Creating a custom Protocol Security logging profile

Create a logging profile to log Protocol Security events for the traffic handled by the protected object to which the profile is assigned.
You can configure logging profiles for HTTP and DNS security events on Advanced Firewall Manager, and FTP and SMTP security events on Application Security Manager.
  1. On the Main tab, click
    Security
    Event Logs
    Logging Profiles
    .
    The Logging Profiles list screen opens.
  2. Click
    Create
    .
    The Create New Logging Profile screen opens.
  3. Select the
    Protocol Security
    check box.
  4. In the HTTP, FTP, and SMTP Security area, from the
    Publisher
    list, select the publisher that the BIG-IP system uses to log HTTP, FTP, and SMTP Security events.
  5. In the DNS Security area, from the
    Publisher
    list, select the publisher that the BIG-IP system uses to log DNS Security events.
  6. Select the
    Log Dropped Requests
    check box, to enable the BIG-IP system to log dropped DNS requests.
  7. Select the
    Log Filtered Dropped Requests
    check box, to enable the BIG-IP system to log DNS requests dropped due to DNS query/header-opcode filtering.
    The system does not log DNS requests that are dropped due to errors in the way the system processes DNS packets.
  8. Select the
    Log Malformed Requests
    check box to enable the BIG-IP system to log malformed DNS requests.
  9. Select the
    Log Rejected Requests
    check box to enable the BIG-IP system to log rejected DNS requests.
  10. Select the
    Log Malicious Requests
    check box to enable the BIG-IP system to log malicious DNS requests.
  11. From the
    Storage Format
    list, select how the BIG-IP system formats the log.
    Option
    Description
    None
    Specifies the default format type in which the BIG-IP system logs messages to a remote Syslog server, for example:
    "management_ip_address","bigip_hostname","context_type","context_name","src_ip","dest_ip","src_port","dest_port","vlan","protocol","route_domain","acl_rule_name","action","drop_reason
    Field-List
    Allows you to:
    • Select, from a list, the fields to be included in the log.
    • Specify the order the fields display in the log.
    • Specify the delimiter that separates the content in the log. The default delimiter is the comma character.
    User-Defined
    Allows you to:
    • Select, from a list, the fields to be included in the log.
    • Cut and paste, in a string of text, the order the fields display in the log.
  12. Click
    Finished
    .
Assign this custom Protocol Security Logging profile to a protected object.

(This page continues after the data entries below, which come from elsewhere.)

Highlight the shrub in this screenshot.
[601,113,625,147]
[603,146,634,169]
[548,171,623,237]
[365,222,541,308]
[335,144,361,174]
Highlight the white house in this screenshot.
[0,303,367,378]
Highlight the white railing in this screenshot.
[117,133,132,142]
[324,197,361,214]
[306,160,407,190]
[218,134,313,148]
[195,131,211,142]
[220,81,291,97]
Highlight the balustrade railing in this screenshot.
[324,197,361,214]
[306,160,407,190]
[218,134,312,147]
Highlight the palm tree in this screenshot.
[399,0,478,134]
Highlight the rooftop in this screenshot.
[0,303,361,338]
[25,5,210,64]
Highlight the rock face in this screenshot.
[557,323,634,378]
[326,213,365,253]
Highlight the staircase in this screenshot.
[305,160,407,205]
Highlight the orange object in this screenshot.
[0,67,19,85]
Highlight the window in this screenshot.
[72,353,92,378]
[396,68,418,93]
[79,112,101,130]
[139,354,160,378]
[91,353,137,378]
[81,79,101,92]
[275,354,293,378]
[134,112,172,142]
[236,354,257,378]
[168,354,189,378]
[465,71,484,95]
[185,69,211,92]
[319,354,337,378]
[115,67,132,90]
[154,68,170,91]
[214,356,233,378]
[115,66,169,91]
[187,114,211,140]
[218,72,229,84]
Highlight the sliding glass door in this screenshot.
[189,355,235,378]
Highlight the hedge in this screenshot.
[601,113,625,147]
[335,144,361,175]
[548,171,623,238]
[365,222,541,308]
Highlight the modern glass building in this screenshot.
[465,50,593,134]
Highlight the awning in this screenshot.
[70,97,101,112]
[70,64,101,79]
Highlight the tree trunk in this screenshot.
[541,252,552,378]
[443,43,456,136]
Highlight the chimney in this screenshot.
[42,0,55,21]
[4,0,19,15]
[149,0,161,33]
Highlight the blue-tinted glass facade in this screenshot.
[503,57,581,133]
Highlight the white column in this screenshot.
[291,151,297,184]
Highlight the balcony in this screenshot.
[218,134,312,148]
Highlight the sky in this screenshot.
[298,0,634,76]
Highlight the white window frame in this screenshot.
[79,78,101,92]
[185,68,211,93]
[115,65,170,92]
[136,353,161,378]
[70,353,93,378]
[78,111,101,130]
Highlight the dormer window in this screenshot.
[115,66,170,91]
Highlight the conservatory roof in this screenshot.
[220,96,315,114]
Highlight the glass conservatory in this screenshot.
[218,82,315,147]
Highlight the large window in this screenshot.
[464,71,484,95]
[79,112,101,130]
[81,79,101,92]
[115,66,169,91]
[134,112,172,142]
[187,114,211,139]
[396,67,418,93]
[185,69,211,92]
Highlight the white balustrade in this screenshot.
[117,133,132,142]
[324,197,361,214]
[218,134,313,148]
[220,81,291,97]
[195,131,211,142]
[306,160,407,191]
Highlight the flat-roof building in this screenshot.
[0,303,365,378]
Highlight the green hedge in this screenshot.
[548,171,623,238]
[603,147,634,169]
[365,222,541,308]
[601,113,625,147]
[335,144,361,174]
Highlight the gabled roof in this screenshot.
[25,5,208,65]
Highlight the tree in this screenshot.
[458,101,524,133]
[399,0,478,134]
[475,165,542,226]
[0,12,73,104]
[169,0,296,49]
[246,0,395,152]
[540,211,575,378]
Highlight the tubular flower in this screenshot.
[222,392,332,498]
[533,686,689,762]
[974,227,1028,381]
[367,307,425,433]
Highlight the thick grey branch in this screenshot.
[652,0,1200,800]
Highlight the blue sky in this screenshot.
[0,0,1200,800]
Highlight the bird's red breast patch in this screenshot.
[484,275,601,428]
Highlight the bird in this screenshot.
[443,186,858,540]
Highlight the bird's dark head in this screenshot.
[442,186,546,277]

Logging DoS events for a protected object

Ensure that at least one log publisher exists on the BIG-IP system.
Assign a custom logging profile to a protected object when you want the system to log DoS events for the traffic the protected object processes.
  1. On the Main tab, click
    Security
    DoS Protection
    Protected Objects
    .
  2. Click the name of the protected object for which you want to log DoS events.
    The Properties pane opens on the right.
  3. In the Network & General area, for
    Logging Profiles
    , move the logging profile to assign from the Available list into the Selected list.
    This assigns the logging profile to the protected object.
  4. Click
    Save
    .
The system logs DoS events for the protected object.
You can review DoS event logs at
Security
Event Logs
DoS
and select the type of DoS event log to view.